A interpretação daqueles conceitos deverá ser efetuada tendo por referência o disposto no artigo 11.º da Lei Geral Tributária (LGT).

Nos termos do n.º 2 do artigo 11º da LGT “sempre que, nas normas fiscais, se empreguem termos próprios de outros ramos de direito, devem os mesmos ser interpretados no mesmo sentido daquele que aí têm, salvo se outro decorrer diretamente da lei”.

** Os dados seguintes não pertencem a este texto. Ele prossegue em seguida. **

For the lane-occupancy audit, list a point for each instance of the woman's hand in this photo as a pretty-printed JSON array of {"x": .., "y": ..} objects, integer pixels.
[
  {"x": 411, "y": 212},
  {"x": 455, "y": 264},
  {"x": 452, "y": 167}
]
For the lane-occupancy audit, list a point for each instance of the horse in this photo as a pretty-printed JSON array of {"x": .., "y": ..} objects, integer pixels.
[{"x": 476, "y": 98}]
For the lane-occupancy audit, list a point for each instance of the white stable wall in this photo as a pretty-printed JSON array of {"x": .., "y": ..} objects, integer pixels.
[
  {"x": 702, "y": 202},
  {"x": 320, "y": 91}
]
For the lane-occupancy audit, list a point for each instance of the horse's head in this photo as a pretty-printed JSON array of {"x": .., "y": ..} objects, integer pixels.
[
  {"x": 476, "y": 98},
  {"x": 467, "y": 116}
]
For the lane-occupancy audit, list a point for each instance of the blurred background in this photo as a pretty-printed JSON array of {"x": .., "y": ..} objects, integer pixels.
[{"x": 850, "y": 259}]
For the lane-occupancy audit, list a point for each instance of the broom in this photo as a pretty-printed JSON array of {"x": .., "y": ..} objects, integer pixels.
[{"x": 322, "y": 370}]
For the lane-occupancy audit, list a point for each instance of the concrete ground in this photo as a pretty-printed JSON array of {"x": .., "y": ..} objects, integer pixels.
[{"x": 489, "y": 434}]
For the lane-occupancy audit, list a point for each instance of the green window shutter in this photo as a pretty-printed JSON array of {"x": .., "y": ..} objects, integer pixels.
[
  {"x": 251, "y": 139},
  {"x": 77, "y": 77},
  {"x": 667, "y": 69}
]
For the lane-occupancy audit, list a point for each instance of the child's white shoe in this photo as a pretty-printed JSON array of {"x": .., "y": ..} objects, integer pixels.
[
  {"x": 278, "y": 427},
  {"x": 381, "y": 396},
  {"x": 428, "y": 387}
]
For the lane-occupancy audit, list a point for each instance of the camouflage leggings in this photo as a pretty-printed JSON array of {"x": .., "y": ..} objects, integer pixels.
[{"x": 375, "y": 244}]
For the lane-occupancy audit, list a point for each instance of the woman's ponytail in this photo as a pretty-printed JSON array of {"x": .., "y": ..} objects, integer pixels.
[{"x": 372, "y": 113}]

Para interpretar aquele conceito, devemos ainda atender ao anterior Regime do Arrendamento Urbano e ao Código Civil que, no artigo 9.º n.º 3, refere que “na fixação do sentido e alcance da lei, o intérprete presumirá que o legislador consagrou as soluções mais acertadas e soube exprimir o seu pensamento em termos adequados”.

Tendo em conta esta disposição, o facto do Código do IRS não distinguir o tipo de despesas de conservação que deverão ser dedutíveis, permite-se que todo o tipo de despesas de conservação previstas nos vários ramos de Direito, tais como as despesas de conservação ordinárias e extraordinárias sejam dedutíveis para efeitos fiscais.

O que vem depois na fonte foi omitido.